His district includes Palos South Middle School and Palos West Elementary School in Palos Park, and Palos East Elementary in Palos Heights.

“In fact, most funding reform measures debated before the General Assembly actually reduced the few state dollars our schools receive. What Senate Bill 1 does include is a hold-harmless provision that would freeze our state aid at current levels.  That’s about as good as we can hope for in our area. Both the original version of the bill and the governor’s amendatory veto have the same impact on Palos 118.

          “Thanks to our board’s prudent financial management, regardless of what happens with Senate Bill 1, our schools will open on time and remain open during the impasse. Our school board had the foresight to save when it was able, so if a financial crisis hit, the school district could continue to operate using cash reserves. That financial crisis is now and that’s exactly what we will do,” said the superintendent.

          “Our hearts go out to those school districts reliant on state dollars to open and remain open.  Palos 118 stands ready to assist them in any way we can.  We urge our elected leaders to stop using school children as political pawns and do the job they were elected to do by adequately and equitably funding public schools,” Scarsella added.

Dr. Dawn Green, superintendent of Palos Heights School District 128, said that while her district is not as dependent on state funding as many other districts, it did feel the pinch caused by the lack of a state budget last year.

“We are not very reliant on state funding, we still get around nine percent of our total revenue from the state,” said Green, whose district includes Navaho Heights and Indian Hill schools, Chippewa Elementary School, and Independence Junior High.

“It affected us last year by giving us fewer payments than we were owed, so that we received less money from the state than we anticipated in our budget.  I am unsure about when these payments will be made up or when the ones we are supposed to get for this year will start. They are already so behind from last year. It does force us to more closely evaluate our expenditures and even put things on hold, depending upon the timing of the revenue coming in. It is something that we are constantly monitoring.”

          Green said the state’s education funding situation creates the need to place “a greater reliance on local revenue from property taxes as well as other local revenue through organizations such as parent faculty association and local grant funding. Unfortunately, school districts who are far more reliant on state funding, are impacted at an even greater degree.”

          The situation in Springfield is being closely watched by leaders of high school districts as well.
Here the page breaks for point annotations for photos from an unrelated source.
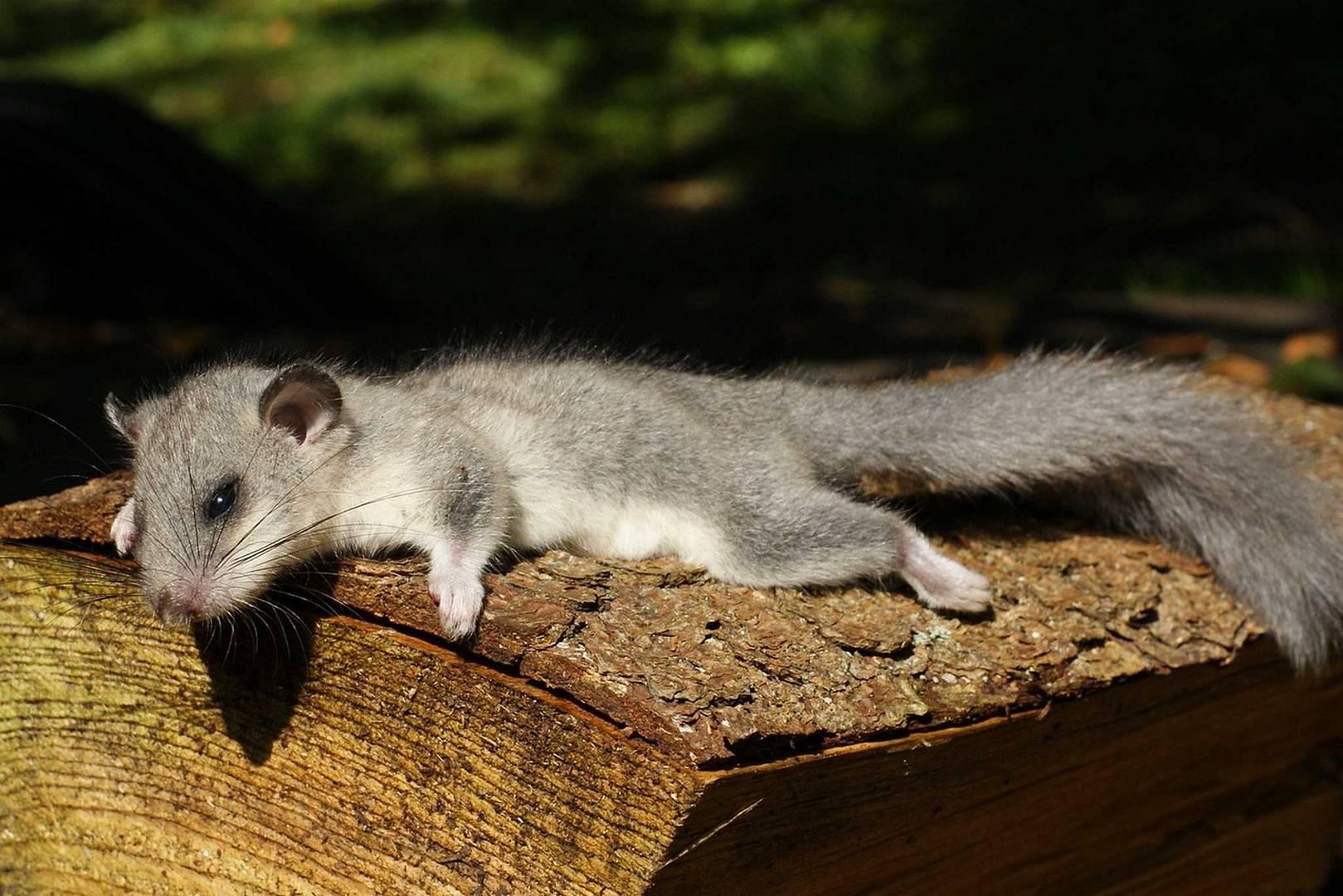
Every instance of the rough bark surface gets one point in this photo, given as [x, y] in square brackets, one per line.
[718, 676]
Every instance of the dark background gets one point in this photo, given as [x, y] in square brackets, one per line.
[888, 186]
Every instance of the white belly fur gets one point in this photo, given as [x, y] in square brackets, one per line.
[629, 529]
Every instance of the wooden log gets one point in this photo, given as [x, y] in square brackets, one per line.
[1117, 724]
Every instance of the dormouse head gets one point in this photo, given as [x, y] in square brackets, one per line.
[225, 475]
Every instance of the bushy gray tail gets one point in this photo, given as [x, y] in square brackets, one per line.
[1163, 460]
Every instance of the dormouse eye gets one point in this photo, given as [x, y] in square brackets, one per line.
[221, 500]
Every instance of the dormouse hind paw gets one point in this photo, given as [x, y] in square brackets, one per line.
[458, 596]
[124, 528]
[941, 582]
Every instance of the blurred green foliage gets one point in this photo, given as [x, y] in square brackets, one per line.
[1028, 148]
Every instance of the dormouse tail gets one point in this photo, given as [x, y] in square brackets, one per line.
[1163, 458]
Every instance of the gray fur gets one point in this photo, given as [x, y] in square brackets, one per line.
[744, 476]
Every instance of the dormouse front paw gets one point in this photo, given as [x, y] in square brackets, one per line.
[124, 528]
[460, 597]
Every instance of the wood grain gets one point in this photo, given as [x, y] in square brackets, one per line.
[148, 759]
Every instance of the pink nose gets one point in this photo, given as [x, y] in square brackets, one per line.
[182, 599]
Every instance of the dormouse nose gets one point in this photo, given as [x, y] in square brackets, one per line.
[182, 601]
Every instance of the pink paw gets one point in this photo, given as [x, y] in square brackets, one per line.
[458, 597]
[124, 528]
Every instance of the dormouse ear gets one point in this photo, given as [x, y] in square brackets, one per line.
[123, 418]
[304, 401]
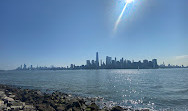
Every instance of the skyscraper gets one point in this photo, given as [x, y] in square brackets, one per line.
[97, 60]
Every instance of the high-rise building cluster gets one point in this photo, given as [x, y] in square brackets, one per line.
[121, 64]
[108, 64]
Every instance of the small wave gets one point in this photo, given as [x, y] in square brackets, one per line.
[157, 87]
[183, 91]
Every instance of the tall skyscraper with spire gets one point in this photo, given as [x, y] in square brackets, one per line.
[97, 59]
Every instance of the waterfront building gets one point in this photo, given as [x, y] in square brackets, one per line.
[97, 59]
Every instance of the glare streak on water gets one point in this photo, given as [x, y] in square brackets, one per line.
[147, 88]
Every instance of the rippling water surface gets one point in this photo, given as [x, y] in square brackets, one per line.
[147, 88]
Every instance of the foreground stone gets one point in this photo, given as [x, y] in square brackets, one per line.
[15, 99]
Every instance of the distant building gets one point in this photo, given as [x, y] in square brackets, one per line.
[154, 61]
[88, 63]
[108, 60]
[97, 59]
[24, 67]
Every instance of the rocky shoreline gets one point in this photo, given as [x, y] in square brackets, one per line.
[17, 99]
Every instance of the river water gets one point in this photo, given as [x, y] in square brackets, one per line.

“We are for fair and equitable funding for all schools, and it is the Legislature’s responsibility to provide funding for public education,” said Dr. James Gay, superintendent of School District 230, when asked about SB1 a few weeks ago, before Rauner’s amendatory veto. His district includes Stagg High School in Palos Hills, Sandburg High School in Orland Park and Andrew High School in Tinley Park.

“The important thing to us is that the funding bill in its current form, would have no negative impact on our district this year. It is a ‘holds-harmless’ type of language,” said John Lavelle, assistant superintendent for business services for District 230. But he added that, how the bill would affect funding in future years is still unclear.

“The concern is that to make sure that no district would lose any funding,” said Gay. “We totally agree that overall, there is just not enough state funding to go around. The main point is not to take money away from any district.”